Three urban interventions – in Spain, Denmark and Zurich – place conventional spaces in curious settings.
1 Secret Studio by Fernando Abellanas, Valencia, Spain
An underpass in a busy city might not be everyone’s first choice to set up a retreat, but designer Fernando Abellanas did just that with a suspended studio space tucked underneath a bridge in Valencia, Spain. Abellanas equates being in the secluded room to the childhood feeling of hiding under a table, when a tablecloth would create a visual barrier but the comforting sounds of family life going on outside could still be heard. Essentially a plywood and metal box, the sanctuary is accessed by a hand crank and metal rail system that rolls the structure horizontally along the underpass concrete framework. Shelving, a simple desk and artwork are affixed to the bridge’s vertical support; once the moveable floor-and-walls portion is in place, Abellanas is essentially cut off from all outside distraction – save the near-constant din of traffic.

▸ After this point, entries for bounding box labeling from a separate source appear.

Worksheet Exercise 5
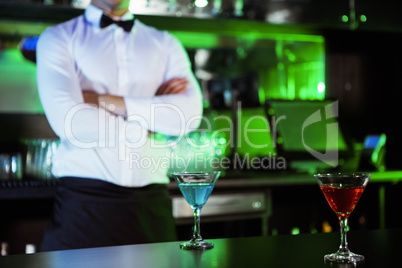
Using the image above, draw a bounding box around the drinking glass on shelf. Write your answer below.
[172,171,220,249]
[314,173,371,263]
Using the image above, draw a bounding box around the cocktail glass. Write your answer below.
[314,173,371,263]
[172,171,220,249]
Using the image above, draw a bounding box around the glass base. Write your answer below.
[180,239,214,250]
[324,251,364,264]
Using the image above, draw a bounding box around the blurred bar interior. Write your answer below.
[0,0,402,253]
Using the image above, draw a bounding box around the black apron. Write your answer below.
[41,177,177,251]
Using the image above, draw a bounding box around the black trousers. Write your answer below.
[41,177,177,251]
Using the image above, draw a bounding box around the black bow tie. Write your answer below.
[100,14,134,32]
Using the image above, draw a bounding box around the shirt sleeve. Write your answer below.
[125,32,203,136]
[37,25,146,147]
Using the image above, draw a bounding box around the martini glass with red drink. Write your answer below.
[314,173,371,263]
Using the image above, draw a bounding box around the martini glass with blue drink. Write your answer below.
[172,171,220,249]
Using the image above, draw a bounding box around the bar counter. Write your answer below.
[0,230,402,268]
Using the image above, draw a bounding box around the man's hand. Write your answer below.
[155,78,188,96]
[82,90,99,107]
[82,90,127,117]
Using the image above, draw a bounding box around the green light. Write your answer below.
[317,82,325,94]
[194,0,208,7]
[371,133,387,163]
[290,227,300,235]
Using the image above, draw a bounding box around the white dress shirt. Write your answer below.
[37,5,202,187]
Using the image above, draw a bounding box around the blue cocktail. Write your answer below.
[172,171,220,249]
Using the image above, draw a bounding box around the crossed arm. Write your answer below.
[82,78,189,117]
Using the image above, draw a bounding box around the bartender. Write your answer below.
[37,0,202,251]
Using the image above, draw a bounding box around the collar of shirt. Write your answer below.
[85,4,134,28]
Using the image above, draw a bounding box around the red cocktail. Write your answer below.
[314,173,371,263]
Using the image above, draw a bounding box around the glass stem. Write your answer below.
[193,208,202,240]
[339,217,349,253]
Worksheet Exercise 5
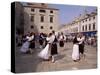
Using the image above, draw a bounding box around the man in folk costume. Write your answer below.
[59,32,66,47]
[77,33,85,57]
[51,31,58,62]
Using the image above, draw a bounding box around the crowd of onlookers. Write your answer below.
[16,33,97,47]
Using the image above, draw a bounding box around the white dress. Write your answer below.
[72,44,79,60]
[38,38,50,59]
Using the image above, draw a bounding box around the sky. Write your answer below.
[49,4,96,24]
[22,2,96,25]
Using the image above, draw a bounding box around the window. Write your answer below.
[89,24,91,30]
[31,15,34,22]
[39,10,46,13]
[50,10,53,13]
[40,15,44,22]
[82,26,84,31]
[93,16,95,19]
[85,25,87,31]
[50,16,53,23]
[50,26,53,29]
[41,26,43,29]
[30,25,34,29]
[93,23,95,30]
[31,9,34,12]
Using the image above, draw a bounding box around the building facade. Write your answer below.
[24,3,59,34]
[60,10,97,36]
[15,2,24,34]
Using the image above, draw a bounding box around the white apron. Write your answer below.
[38,44,50,59]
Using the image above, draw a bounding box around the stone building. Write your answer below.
[15,2,24,34]
[24,3,59,34]
[59,9,97,36]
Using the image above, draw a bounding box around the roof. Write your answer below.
[24,6,59,10]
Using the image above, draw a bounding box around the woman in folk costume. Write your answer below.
[20,34,30,53]
[51,31,58,63]
[38,33,52,60]
[39,33,44,48]
[72,36,79,62]
[59,32,65,47]
[77,33,85,58]
[29,32,35,53]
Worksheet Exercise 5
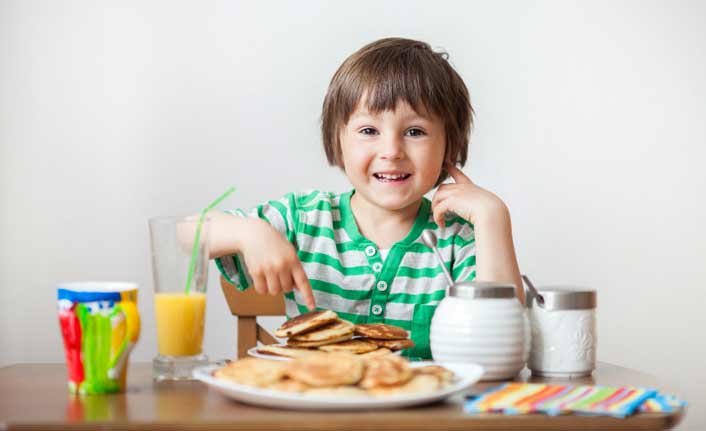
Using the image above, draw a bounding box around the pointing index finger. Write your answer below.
[446,165,472,184]
[292,267,316,311]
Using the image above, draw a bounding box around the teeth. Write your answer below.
[375,174,409,180]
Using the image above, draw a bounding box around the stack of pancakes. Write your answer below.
[257,310,414,358]
[213,352,454,397]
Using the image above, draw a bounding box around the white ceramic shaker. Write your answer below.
[429,281,530,380]
[527,287,596,378]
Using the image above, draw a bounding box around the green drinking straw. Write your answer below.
[184,187,235,295]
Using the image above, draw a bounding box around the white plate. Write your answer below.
[248,343,402,361]
[193,362,483,410]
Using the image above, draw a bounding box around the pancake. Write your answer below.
[289,320,355,342]
[368,374,440,397]
[319,339,378,354]
[257,345,320,358]
[355,323,409,340]
[287,332,353,347]
[358,350,392,359]
[275,310,338,338]
[287,353,364,387]
[213,358,287,387]
[360,355,412,389]
[361,338,414,352]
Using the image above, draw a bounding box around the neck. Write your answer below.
[351,193,422,248]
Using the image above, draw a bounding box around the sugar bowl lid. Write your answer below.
[527,286,597,310]
[449,281,517,299]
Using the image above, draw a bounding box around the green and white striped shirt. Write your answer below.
[216,190,476,359]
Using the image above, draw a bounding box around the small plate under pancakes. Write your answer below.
[248,343,402,361]
[193,362,483,411]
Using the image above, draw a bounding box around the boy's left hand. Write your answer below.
[431,166,508,227]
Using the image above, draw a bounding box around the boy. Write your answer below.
[204,38,522,359]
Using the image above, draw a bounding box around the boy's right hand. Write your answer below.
[239,219,316,310]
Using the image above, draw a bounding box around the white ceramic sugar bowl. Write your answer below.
[429,281,530,380]
[527,286,596,378]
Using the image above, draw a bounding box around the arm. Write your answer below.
[177,211,315,310]
[474,199,524,304]
[432,166,524,303]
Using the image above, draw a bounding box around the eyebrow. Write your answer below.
[348,109,432,122]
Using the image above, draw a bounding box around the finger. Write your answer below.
[279,271,294,293]
[446,165,473,184]
[265,272,282,295]
[431,184,456,211]
[433,199,449,227]
[292,266,316,311]
[251,274,267,295]
[431,184,449,209]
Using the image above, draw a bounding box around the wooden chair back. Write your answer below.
[221,277,285,358]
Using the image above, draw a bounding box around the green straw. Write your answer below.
[184,187,235,295]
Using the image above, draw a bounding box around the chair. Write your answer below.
[221,277,285,358]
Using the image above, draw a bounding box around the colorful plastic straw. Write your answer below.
[184,187,235,295]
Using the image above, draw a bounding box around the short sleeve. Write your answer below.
[215,193,297,290]
[451,220,476,281]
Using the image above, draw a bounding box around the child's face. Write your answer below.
[341,101,446,210]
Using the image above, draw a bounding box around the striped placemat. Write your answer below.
[465,382,685,417]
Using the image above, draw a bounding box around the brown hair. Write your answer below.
[321,38,473,185]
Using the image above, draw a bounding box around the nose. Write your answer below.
[380,134,404,160]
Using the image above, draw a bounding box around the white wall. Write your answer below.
[0,0,706,428]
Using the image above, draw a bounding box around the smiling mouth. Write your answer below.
[373,173,412,183]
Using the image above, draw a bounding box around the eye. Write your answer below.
[358,127,378,136]
[405,127,427,137]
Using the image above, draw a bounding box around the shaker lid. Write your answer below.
[449,281,517,299]
[527,286,597,310]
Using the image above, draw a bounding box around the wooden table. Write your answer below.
[0,363,683,431]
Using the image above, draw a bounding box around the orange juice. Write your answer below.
[154,293,206,356]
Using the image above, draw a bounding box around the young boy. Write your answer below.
[209,38,522,359]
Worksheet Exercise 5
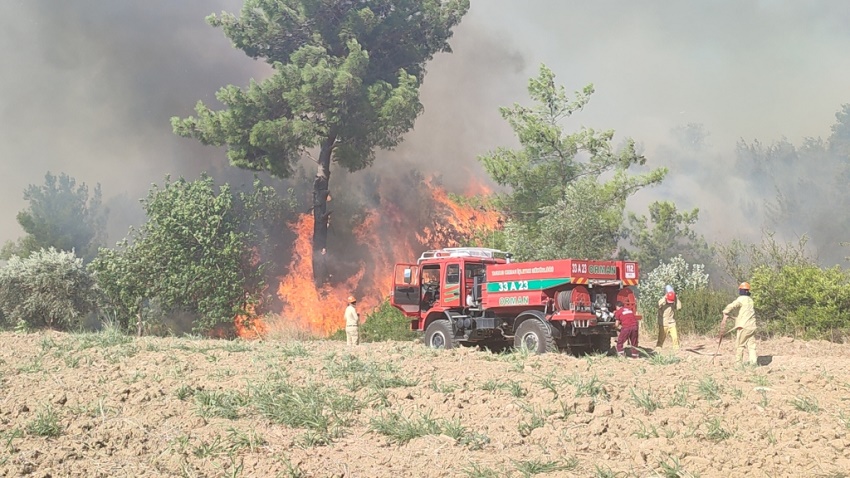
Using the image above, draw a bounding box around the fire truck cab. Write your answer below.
[391,247,638,353]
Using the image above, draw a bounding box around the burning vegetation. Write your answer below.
[252,178,502,338]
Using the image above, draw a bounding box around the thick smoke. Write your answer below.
[0,0,850,263]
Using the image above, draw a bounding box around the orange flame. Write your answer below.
[268,176,501,335]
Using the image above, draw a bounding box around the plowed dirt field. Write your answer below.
[0,332,850,478]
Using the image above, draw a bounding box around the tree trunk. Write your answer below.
[313,134,336,287]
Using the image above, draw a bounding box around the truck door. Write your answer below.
[392,264,420,317]
[441,262,463,307]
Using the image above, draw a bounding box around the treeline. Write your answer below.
[0,174,294,333]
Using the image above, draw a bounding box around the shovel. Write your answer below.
[711,317,735,365]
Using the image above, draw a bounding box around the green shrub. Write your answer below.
[750,264,850,340]
[328,299,418,342]
[0,248,95,329]
[641,289,735,336]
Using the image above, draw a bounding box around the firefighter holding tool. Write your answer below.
[655,285,682,350]
[345,295,360,346]
[720,282,758,365]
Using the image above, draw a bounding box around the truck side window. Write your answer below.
[446,264,460,285]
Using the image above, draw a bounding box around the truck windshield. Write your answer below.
[446,264,460,284]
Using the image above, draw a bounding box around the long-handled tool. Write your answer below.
[711,316,735,365]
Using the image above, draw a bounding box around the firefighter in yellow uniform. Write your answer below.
[345,295,360,345]
[721,282,758,365]
[655,285,682,350]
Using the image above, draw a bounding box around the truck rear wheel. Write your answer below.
[424,319,455,349]
[514,319,557,354]
[590,335,611,354]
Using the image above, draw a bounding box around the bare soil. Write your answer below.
[0,332,850,478]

2 The Krane by Arcgency, Copenhagen, Denmark
While cranes are a familiar site along any harbour, one in particular on the edge of Copenhagen’s Nordhavn district certainly stands out. Part of an overall rejuvenation of the historic harbourfront spearheaded by developer Klaus Kastbjerg (including Paper Island and the Silo hotel, among other projects), the industrial beast of burden has been reimagined as an unexpectedly luxurious destination that takes advantage of the panoramic views its soaring height affords. Working with Mads Møller of local architecture firm Arcgency, Kastbjerg has turned the machine’s skeleton into a multi-level structure that includes a ground level reception area, a first-floor 20-seat meeting room (dubbed the Glass Box due to its four walls of windows), a spa and terrace on the second floor and the Krane Room topping it all off. This uppermost portion is a private, two-person retreat kitted out with custom furnishings in uniform inky black leather and wood, creating an enveloping space that minimalizes visual distractions and emphasizes the views. Møller conceived of the all-black scheme in part to reference the coal shipments the circa-1944 crane hoisted in its former life. True to the nature of Danish design, clean lines predominate with nothing superfluous crowding up the space.

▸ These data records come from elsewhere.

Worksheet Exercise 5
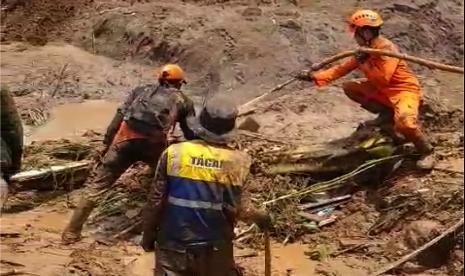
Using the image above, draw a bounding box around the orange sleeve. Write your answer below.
[361,37,400,86]
[313,58,359,86]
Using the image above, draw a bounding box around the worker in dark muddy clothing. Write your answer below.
[0,87,23,211]
[62,64,195,244]
[142,99,271,276]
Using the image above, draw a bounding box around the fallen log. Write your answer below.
[238,47,464,116]
[10,161,92,191]
[370,218,463,276]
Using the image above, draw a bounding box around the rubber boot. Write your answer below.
[61,199,95,244]
[414,134,436,170]
[0,176,8,215]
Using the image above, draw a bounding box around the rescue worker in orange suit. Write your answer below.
[62,64,195,244]
[296,10,435,169]
[0,86,23,211]
[141,98,271,276]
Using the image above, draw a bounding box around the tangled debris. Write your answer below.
[9,97,463,270]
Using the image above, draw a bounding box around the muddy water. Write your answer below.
[26,100,118,143]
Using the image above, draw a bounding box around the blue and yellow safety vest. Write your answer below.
[159,140,251,243]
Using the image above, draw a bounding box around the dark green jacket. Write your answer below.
[0,87,23,177]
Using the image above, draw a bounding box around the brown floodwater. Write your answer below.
[25,100,119,143]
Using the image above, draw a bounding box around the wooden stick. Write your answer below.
[298,195,352,210]
[355,48,464,74]
[264,229,271,276]
[370,218,463,276]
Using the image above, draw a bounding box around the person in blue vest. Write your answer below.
[141,97,272,276]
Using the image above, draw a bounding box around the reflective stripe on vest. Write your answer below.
[167,140,251,186]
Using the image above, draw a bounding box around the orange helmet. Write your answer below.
[158,64,185,81]
[349,10,383,33]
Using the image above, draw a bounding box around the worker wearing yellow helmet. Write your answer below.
[62,64,195,244]
[297,10,435,169]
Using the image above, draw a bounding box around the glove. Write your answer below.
[295,70,313,81]
[253,213,273,231]
[355,52,370,64]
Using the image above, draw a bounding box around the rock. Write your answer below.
[238,117,260,132]
[242,7,262,16]
[404,220,441,249]
[404,220,455,268]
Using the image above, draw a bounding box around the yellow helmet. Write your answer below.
[158,64,185,81]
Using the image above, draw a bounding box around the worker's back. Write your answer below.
[158,140,251,244]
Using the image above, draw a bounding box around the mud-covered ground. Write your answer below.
[0,0,464,275]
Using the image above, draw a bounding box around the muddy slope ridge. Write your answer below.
[2,0,463,101]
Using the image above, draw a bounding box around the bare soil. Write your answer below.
[0,0,464,276]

3 Balboa im Viadukt by HelsinkiZurich, Zurich, Switzerland
For their second project with fitness start-up Balboa, Zurich studio Helsinkizurich has retrofitted a portion of a centuries-old railway bridge into a sleek space to pump iron. Continuing Balboa’s vision of changing the perception of what a gym is (its first Helsinkizurich-designed space, in the city’s banking district, includes a bar selling booze rather than the expected protein smoothies), Balboa im Viadukt is a space built on urbanity and function, offering a modern fitness facility defined by the massive stone walls that enclose it. The protected material that forms the bridge’s arch creates an intriguing backdrop to the more modern elements throughout. Divided into two levels, the workout zone encompasses the entire ground floor, with the waiting area, showers and change rooms located on a raised second-level platform that overlooks the activity below. Shiny galvanized steel forms the interior walls, shower stalls and bench seating, while a vibrant cobalt-washed ceiling is punctured with skylights and graphic lighting fixtures. The gym is one of a number of other shops, studios and markets that have been installed within the hefty stone arches of a still-functioning 1804 railway bridge that are collectively revitalizing the Zurich-West industrial neighbourhood.